Torun – Home Army Monument

If I’ve understood this correctly, this is a monument to the organisers of the Pomeranian Home Army District during the Second World War. This was the Polish underground army during the period of German occupation, which caused significant disruption to Nazi rule.

The names on the memorial are:

Józef Ratajczak (1897 – 1942) was born in Poznan and in 1910 he travelled to Krakow to celebrate the 500th anniversary of the Battle of Grunwald. He was drafted into the German army in 1917, but joined the Polish Army during the inter-war period. He was tortured at Powiak in Warsaw during the Second World War, but didn’t reveal anyone in the Home Army. Along with 230 others, he was taken to a forest near Warsaw and was executed.

Rudolf Ostrihansky (1895 – 1963) was involved in the First World War, fighting against the Bolsheviks and in defence of Lviv. He remained in the Polish Army in the inter-war period and was Commander of the Home Army in the district between 1940 and 1943. He was arrested in 1943, was sent to Stutthof concentration camp in 1944 and he survived the war, later becoming a farmer.
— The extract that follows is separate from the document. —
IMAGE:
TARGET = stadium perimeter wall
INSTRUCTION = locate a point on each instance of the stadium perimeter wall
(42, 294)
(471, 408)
Jan Pałubicki (1897 – 1982) was involved in the First World War, fighting on the Russian front. He remained in the Polish army in the inter-war period, but was seriously injured early on during the war, on 23 September 1939. He worked in Torun during most of the Second World War and remained part of the Home Army, managing to avoid arrest, for a while he hid in nearby forests when the Gestapo were close to arresting him. He survived the war, but struggled with his life somewhat, dying in 1982 in Poznan.

Józef Chyliński (1904 – 1985) was too young to fight during the First World War, but he joined the Polish army and remained heavily involved in the resistance movement. His wife died in the Warsaw Uprising and he found himself imprisoned by the new communist authorities between 1945 and 1947. He emigrated to Toronto in Canada after his release from prison, remaining there until his death.

Franciszek Trojanowski (1899 – 1957) joined a young military group towards the end of the First World War and was involved in the defending of Lviv. He remained in the Polish army and fought in numerous areas of the country during the Second World War, fleeing to the coast at one point to avoid arrest. He died in Lublin in March 1957.